Only a few years ago thirsty travellers searching for appealing beers were rewarded with choice. Yet so-called ‘improvements to passenger facilities’ eradicate every trace of flavour. In favour of omnipresent big beer.
And it is the artisanal, crafty local beer scenes that consequently suffer from being swept under the carpet, kept hidden from travellers who could support, promote and boost the market by discovering something new and fresh.
Instead travellers are offered a choice between homogeny and blandness. And the same limited options are available to travellers once in the air.
Whatever happened to today’s global trend of refined beer drinking? Whatever happened to national pride in home-grown skill and talent? Many national airports fail to cater for modern, discerning drinkers and, for their size and passenger numbers, will rank high in a “world’s worst airports for beer-lovers” list.

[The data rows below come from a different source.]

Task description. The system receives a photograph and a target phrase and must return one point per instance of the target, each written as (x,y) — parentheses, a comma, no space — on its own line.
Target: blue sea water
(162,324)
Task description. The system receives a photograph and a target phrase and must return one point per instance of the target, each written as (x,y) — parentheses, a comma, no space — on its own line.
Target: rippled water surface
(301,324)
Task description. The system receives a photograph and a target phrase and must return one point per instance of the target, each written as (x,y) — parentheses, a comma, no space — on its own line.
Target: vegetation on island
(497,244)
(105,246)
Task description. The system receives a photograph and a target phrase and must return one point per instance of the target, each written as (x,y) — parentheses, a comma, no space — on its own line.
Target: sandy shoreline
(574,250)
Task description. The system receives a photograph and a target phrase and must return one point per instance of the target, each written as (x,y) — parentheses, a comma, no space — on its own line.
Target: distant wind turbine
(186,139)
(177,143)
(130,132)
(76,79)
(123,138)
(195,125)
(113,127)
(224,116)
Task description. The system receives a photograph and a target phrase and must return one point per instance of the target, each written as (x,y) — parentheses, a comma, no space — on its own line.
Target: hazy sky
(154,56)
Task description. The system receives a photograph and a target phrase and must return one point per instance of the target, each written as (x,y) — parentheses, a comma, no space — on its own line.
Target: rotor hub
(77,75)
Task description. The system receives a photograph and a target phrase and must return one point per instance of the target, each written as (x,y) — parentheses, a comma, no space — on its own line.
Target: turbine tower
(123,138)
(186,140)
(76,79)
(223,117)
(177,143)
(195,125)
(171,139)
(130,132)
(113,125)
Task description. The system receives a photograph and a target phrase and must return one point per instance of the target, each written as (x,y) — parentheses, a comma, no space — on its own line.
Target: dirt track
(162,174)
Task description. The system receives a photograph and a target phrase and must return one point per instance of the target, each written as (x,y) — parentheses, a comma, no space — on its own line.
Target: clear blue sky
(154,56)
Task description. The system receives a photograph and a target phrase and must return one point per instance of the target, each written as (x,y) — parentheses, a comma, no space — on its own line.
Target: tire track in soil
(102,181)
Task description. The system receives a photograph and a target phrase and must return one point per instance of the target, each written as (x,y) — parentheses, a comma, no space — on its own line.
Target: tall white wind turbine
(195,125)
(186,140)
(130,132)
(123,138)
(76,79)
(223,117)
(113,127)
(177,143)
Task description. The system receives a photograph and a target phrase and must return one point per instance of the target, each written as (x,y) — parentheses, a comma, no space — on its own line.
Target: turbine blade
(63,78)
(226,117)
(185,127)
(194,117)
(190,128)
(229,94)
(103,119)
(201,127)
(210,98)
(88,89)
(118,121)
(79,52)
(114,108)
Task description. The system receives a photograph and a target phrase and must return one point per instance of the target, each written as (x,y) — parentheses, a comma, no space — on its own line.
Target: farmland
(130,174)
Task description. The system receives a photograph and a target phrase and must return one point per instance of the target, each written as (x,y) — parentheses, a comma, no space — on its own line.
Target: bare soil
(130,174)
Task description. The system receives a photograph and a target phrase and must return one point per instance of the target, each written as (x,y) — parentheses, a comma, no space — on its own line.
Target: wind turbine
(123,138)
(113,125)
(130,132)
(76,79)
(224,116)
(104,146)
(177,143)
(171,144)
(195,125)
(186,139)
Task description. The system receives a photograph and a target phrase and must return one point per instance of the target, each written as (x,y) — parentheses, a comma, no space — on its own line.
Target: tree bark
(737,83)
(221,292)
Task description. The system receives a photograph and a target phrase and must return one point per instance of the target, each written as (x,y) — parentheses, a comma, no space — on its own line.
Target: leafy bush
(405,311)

Progressive, liberal countries with pride in their global public image tend to honour both big industry and artisanal entrepreneurship by presenting both, side-by-side, as the face of a nation. Monopolisation is an Orwellian approach that sees a boot stamping on entrepreneurship — forever.
Denying one’s own country has a wonderful, vivid beer culture is a lack of national self-respect. Is it ignorance or deceit and denial to do so?
Dishonesty is promoting national beer culture as a single brand that everybody from every region already knows.
A lack of dignity is complacency in the attempted obliteration of national pride in a buoyant artisanal brewing industry.
National airports perhaps demonstrate a future that beer lovers fear: the peril of a totalitarian beer monopoly.